Family and friends can do more than cram up the consultation room.  If the patient prefers them to be there, they can provide support, create workable solutions, and break the patient’s sense of isolation or fear.

6.      Avoid making assumptions.

I was guilty of this by the way I thought about my kulam patient.  Most patients are not intentionally abusive or disruptive.  They may well be responding to an irritation, cognitive impairment, inability to express themselves or loss of identity.  Physical appearance may also be misleading—you wouldn’t look your best either if you were in chronic pain or haven’t slept in three days.

7.      Avoid tolerating disruptive behavior.

Whereas patience and understanding are essential virtues of a physician as mentioned above, one must also draw the line on unacceptable patient behavior such as foul language or physical violence.  Disruptive behavior must also be controlled if it interrupts treatment or examination.

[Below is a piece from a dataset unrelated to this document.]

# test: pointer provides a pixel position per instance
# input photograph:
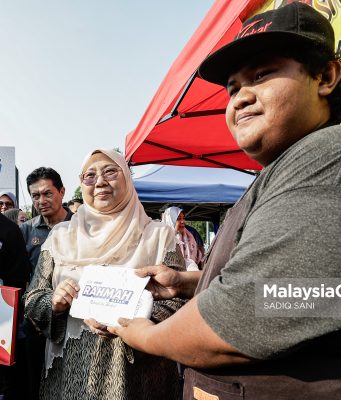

8.      Let’s not take it personally. 

We can’t really expect our patients to be having a good day during every consultation, act pleasantly at all times or agree with every word we say.  Thus it is said, “Interpersonal mishaps or confrontations are guaranteed when you work with people.”  Even with your best friend, you can have disagreements, right?  You can’t let every difficult patient ruin your day or get in your way to becoming the best doctor that you can be.

In summary, doctors should be able to identify difficult patients and respond appropriately.  Dealing with them can be extremely challenging, but it’s a challenge that we physicians can overcome through practice and experience.  For whatever reason or situation they may have for being difficult, the results are the same: distraction from effective care, waste of energy, dissatisfaction, and continued health problems for the patient. 

In my orthopedic practice, I would rather see fractures, not fractured relationships with patients.


Can you think of other tactics and strategies that can reduce difficult doctor-patient encounters?